Our ability to demonstrate overuse of organ biopsy stems from Mayo Clinic being a major referral centre for amyloidosis. Patients often have an organ biopsy performed locally and complete their evaluation in our centre, which entails determination of the extent of disease and typing the amyloid deposits. This evaluation includes a BM biopsy, fat pad aspiration and biopsies of organs, when there is no other way to confirm involvement (i.e. GI tract, muscle, lung) or occasionally in organs where the clinician felt it appropriate to biopsy to accurately assess the disease extent (e.g. a patient with cardiac amyloidosis who undergoes GI biopsy before any decision is made on pursuing heart transplantation). Therefore, there are occasional scenarios where organ biopsy is required even when histologic confirmation already exists.

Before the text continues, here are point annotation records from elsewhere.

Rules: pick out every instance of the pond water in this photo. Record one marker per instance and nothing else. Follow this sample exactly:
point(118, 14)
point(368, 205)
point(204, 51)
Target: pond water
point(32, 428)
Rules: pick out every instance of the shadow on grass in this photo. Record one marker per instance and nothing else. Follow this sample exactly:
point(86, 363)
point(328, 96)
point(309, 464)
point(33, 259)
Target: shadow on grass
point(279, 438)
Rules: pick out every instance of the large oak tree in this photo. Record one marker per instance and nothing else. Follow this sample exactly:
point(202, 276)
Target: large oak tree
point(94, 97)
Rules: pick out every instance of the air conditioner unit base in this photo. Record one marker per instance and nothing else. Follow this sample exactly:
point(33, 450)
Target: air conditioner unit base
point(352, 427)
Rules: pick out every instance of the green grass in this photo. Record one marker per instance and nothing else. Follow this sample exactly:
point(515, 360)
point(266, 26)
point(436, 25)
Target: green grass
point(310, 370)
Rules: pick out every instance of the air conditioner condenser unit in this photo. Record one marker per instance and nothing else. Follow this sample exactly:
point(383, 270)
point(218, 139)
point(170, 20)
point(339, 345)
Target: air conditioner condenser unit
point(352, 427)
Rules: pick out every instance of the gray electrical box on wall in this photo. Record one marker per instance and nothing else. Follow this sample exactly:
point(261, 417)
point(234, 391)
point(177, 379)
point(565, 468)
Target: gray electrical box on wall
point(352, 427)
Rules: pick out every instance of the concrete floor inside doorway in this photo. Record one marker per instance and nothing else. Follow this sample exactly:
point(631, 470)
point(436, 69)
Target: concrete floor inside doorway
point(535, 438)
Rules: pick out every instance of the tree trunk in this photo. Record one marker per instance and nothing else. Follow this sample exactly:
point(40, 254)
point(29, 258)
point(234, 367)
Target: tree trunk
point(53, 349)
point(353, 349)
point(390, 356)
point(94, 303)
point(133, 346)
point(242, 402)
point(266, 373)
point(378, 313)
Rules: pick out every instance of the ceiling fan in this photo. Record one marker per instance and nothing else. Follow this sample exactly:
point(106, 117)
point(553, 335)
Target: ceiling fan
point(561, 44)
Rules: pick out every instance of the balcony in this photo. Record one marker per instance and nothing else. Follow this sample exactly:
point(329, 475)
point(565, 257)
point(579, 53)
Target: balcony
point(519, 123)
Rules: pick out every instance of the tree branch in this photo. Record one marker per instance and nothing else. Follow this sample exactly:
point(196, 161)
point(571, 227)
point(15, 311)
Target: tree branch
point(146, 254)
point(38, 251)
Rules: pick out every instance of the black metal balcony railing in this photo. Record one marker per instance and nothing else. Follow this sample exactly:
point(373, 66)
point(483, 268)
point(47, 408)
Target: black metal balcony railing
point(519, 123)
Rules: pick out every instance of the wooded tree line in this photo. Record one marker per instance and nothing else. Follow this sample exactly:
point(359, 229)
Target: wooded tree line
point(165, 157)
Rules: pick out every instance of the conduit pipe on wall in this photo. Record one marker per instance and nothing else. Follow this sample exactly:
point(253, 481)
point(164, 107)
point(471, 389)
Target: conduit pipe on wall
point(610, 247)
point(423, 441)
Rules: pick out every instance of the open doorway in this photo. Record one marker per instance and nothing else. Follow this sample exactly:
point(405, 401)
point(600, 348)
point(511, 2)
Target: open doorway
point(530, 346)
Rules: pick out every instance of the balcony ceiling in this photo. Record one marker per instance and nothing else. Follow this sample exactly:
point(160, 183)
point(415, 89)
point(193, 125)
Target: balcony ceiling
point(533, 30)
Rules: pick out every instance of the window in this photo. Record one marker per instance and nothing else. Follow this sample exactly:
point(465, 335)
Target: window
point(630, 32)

Male sex was correlated in this study with a lower rate of positive CR stain in fat, as previously shown [Citation15,Citation16]. Male sex was also marginally associated with BM-negative CR stain. Therefore, males were more likely to require organ biopsy. A search for an alternative accessible tissue source in males is warranted. Disease burden parameters (BMPCs, dFLC) were positively correlated with fat CR-stain in this study. At least two prior studies linked early amyloidosis with higher likelihood of CR-negative stain in fat smears [Citation16,Citation17], although no data was provided on BMPCs or dFLC in such patients. The association between CR sensitivity in fat aspiration and disease burden is probably explained by the limited amount of tissue obtained in fat aspiration compared to a tissue biopsy. This also explains the higher number of equivocal stains in fat compared to BM seen in this study (17 fat samples compared to 9 BM biopsies). Inadequate fat sampling for CR staining has previously been reported to be 11% [Citation18]. Therefore, negative results are more likely with fat, are probably linked to the sampling technique, and are more likely to be negative when disease burden is low. Kappa light chain amyloidosis was more likely to result in a negative fat, while cardiac amyloidosis increased the likelihood of a positive CR in fat. These findings were reported previously [Citation15] and may represent differential tissue tropism. It has been proposed that in subgroups in which fat aspiration results in a high negative CR stain, a surgical fat pad biopsy to increase diagnostic sensitivity should be used [Citation19,Citation20]. This approach is rational, overcomes the technical barriers of fat aspiration and should be validated to assess its true utility. An alternative to this approach is to perform a thorough evaluation of three fat smears by two pathologists [Citation9], or use of salivary gland biopsy [Citation8,Citation21].

This study has several limitations. First, it retrospective, which impacts the completeness of the data (e.g. CR staining was unconfirmed in 27 patients). Second, we did not analyse the sequence in which biopsies were performed. Nonetheless, we feel that the conclusion of over-utilisation of organ biopsies is valid independent of the biopsy sequence, as the presence of CR deposits outside an organ is the key message.

In conclusion, this study reveals one consequence of inadequate disease suspicion in amyloidosis, with resultant overuse of organ biopsies, primarily renal but also liver and heart. Increased awareness of the disease among different medical disciplines coupled with commonly used screening blood tests (i.e. serum free light chain) can increase the pre-test probability of AL amyloidosis and lead to a more judicious use of organ biopsy. Certain sub-populations (male sex, limited disease extent) may require organ biopsy for histological confirmation or alternatively fat biopsy instead of fat aspiration.

Acknowledgement

The study was supported by the Jabbs foundation (Birmingham, UK), the Henry J. Predolin Foundation (USA) and the Specialized Programs of Research Excellence (SPORE), grant CA186781 from the National Cancer Institute, National Institutes of Health, USA.

Disclosure statement

The authors declare no conflict of interests.